Difícil pensar em um elemento mais emblemático que o queijo quando pensamos na cultura gastronômica mineira, não é por acaso que o item está constantemente presente nas mesas da Mantiqueira.
Assim como algumas receitas e técnicas, provavelmente o preparo de queijos tenha surgido de forma acidental há mais de 5 mil anos, ao se notar que o leite azedo se separava em duas partes: soro e massa; dando origem aos mais diversos tipos ao redor do mundo, como consequência de anos e anos de observação, domínio e aperfeiçoamento das técnicas de fermentação do laticínio.
O preparo de queijo nada mais é do que uma técnica de conservação do leite, essencial para o cotidiano rural. Durante as expedições do projeto, tivemos a oportunidade de visitar diferentes produtores com conceitos distintos na essência de seus trabalhos. O primeiro foi ‘Seo’ João Paulo, atualmente um dos moradores mais antigos do bairro do Sertão do Cantagalo em Gonçalves-MG.
É muito rico ter um dedo de prosa com ele e o ouvir as histórias da origem do bairro; compravam apenas sal, tecido e querosene para as lamparinas, o restante era tudo produzido de forma caseira.
O queijo que ‘Seo’ João produz coma esposa Dercilia tipifica um dos processos mais autênticos e simples da produção do laticínio: o queijo de leite cru, no caso dele, derivado de vacas da raça girolando.

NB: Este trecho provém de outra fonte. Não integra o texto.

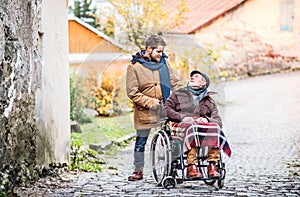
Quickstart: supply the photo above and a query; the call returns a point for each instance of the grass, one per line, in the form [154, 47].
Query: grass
[106, 128]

Após a ordenha e separação do leite, este recebe a adição do coalho e, após algum tempo, é enformado; o sal é acrescentado nesse momento em cada camada de massa de queijo que entra na forma, e em uma porção mais generosa em sua superfície, o que ajuda a proteger o produto durante o seu processo de maturação.
Atualmente o coalho utilizado é de origem industrial, mas ‘Seo’ João nos conta que no passado a coagulação do leite era produzida por pequenos pedaços secos do estômago de porco ou paca, técnica similar a muitas receitas de queijos do Brasil e da Europa, e que se relaciona à própria história da origem do queijo.
Hoje pode-se notar uma maior preferência pelo queijo fresco, que é consumido um ou dois dias depois do seu processo de fabricação.Entretanto, o queijo mais atrelado à tradição é o tipo meia-cura, cujo processo de produção e maturação ainda nos remete à época em que os tropeiros movimentavam todo o comércio de mercadorias regionais, em longas jornadas entre as vilas e cidades, levando no lombo dos burros todas as provisões necessárias à vida urbana.
Este modo de transporte não era favorável aos queijos frescos, com sua massa ainda com pouca estrutura. O consumo dos queijos meia cura têm retomado a atenção do cenário gastronômico e é fato que depois da maturação é que o queijo apresenta suas verdadeiras características, decorrentes da ação do fermento lácteo presente em cada peça.Em razão disso, costumamos ouvir dos produtores a afirmação de que o queijo é um alimento vivo!
Como todo produto, algumas características fazem do Queijo do Sertão do Cantagalo um item único, em sua produção o acabamento é feito pela ralação de sua camada superficial com a “caixeta”, nome dado à semente de uma árvore do mesmo nome encontrada na região. Essa semente possui uma casca repleta de pequenos espinhos, que funcionam como uma lixa; durante a cura os queijos são “ralados” dessa forma e lavados quase que diariamente.
A forma original do processo de cura também é única, se trata de uma cura externa que acontece em tábuas instaladas nas varandas das casas, protegidas apenas com uma tela que impede a ação de insetos,de forma que os queijos se desenvolvem respirando o ar fresco da Mantiqueira.
Você encontra os queijos artesanais de Gonçalves-MG nas vendas, restaurantes e pousadas da cidade.